The elevation of PIV reflects excessive activation of the systemic immune system, which can lead to severe immune dysregulation in patients with cirrhosis19. This immune dysregulation not only weakens the patients’ defense against pathogens but also may trigger autoimmune reactions, further exacerbating hepatocyte damage and liver function deterioration, thereby increasing the risk of death20,21. Moreover, the increase in PIV is closely related to systemic inflammatory response, which can cause systemic vasodilation, hemodynamic instability, and multi-organ dysfunction, affecting vital organs such as the kidneys, heart, and lungs, and leading to severe complications like hepatorenal syndrome, cardiac insufficiency, and respiratory failure, significantly increasing the risk of death22,23,24. Meanwhile, the increase in inflammation is closely associated with the exacerbation of portal hypertension, which further intensifies portal hypertension, leading to complications such as esophageal variceal rupture, bleeding, and refractory ascites, significantly increasing the risk of death25,26. Therefore, the elevation of PIV can increase the risk of death in patients with cirrhosis through multiple mechanisms. These mechanisms interact with each other, jointly leading to the deterioration of the condition and the increase in the risk of death in patients with cirrhosis.

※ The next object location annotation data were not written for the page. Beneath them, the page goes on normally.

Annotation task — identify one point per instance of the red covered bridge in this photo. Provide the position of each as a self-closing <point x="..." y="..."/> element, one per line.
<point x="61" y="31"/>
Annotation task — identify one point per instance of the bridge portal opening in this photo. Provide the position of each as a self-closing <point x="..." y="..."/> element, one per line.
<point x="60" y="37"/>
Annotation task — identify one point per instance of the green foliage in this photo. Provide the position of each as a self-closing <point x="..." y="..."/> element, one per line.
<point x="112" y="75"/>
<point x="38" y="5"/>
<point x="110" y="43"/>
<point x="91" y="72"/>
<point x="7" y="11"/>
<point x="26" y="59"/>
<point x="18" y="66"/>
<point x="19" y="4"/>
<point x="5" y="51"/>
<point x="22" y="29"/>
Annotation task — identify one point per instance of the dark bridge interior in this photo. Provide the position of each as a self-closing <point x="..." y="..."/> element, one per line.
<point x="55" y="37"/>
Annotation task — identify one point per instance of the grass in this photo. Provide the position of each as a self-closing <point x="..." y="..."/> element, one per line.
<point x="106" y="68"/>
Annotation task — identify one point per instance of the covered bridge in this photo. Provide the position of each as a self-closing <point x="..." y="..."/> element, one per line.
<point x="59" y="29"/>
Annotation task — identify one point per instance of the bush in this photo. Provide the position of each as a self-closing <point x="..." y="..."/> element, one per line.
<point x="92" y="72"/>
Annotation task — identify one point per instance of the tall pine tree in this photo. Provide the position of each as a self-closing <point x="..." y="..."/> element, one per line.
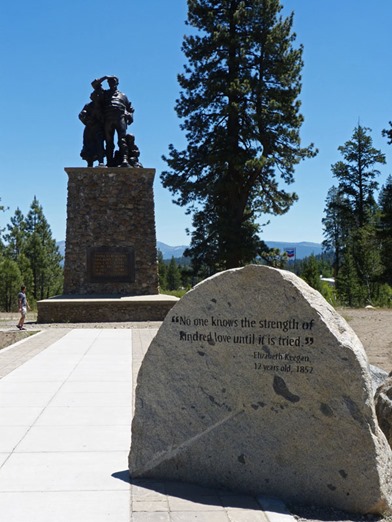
<point x="357" y="173"/>
<point x="42" y="253"/>
<point x="240" y="110"/>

Certainly, several limitations in this study need to be clarified. Firstly, the study sample was predominantly sourced from patients with cirrhosis at one medical center, which may result in selection bias and restrict the generalization of the results to other groups. Second, the retrospective study design may lead to the absence of key clinical data and make it difficult to fully control for potential confounding factors. Third, as a dynamic inflammatory marker, PIV levels are susceptible to short-term factors such as acute infections and pharmacological interventions, which may affect the stability of the predictive model. Fourth, cirrhosis in this study was identified through ICD-9/10 coding, which may involve potential misclassifications. Fifth, the study did not conduct a competing risk analysis. Finally, the study mainly relied on the correlation analysis of laboratory indicators in critically ill patients with cirrhosis, lacking imaging data and other information to further elucidate the predictive role of PIV. Future research should further validate these findings through multicenter prospective cohort studies and integrate multi-omics analyses to explore the pathophysiological mechanisms of PIV in depth, thereby enhancing its application value in clinical practice.

Conclusion

In critically ill patients with cirrhosis, PIV showed a J-shaped association with their 28- and 365-day risk of death, and PIV combined with MELD 3.0 predicted the risk of death better than either PIV or MELD 3.0 alone. The study suggests that PIV might serve as a potential early risk assessment marker, but further prospective proportional-control studies are necessary to confirm the reliability of these findings.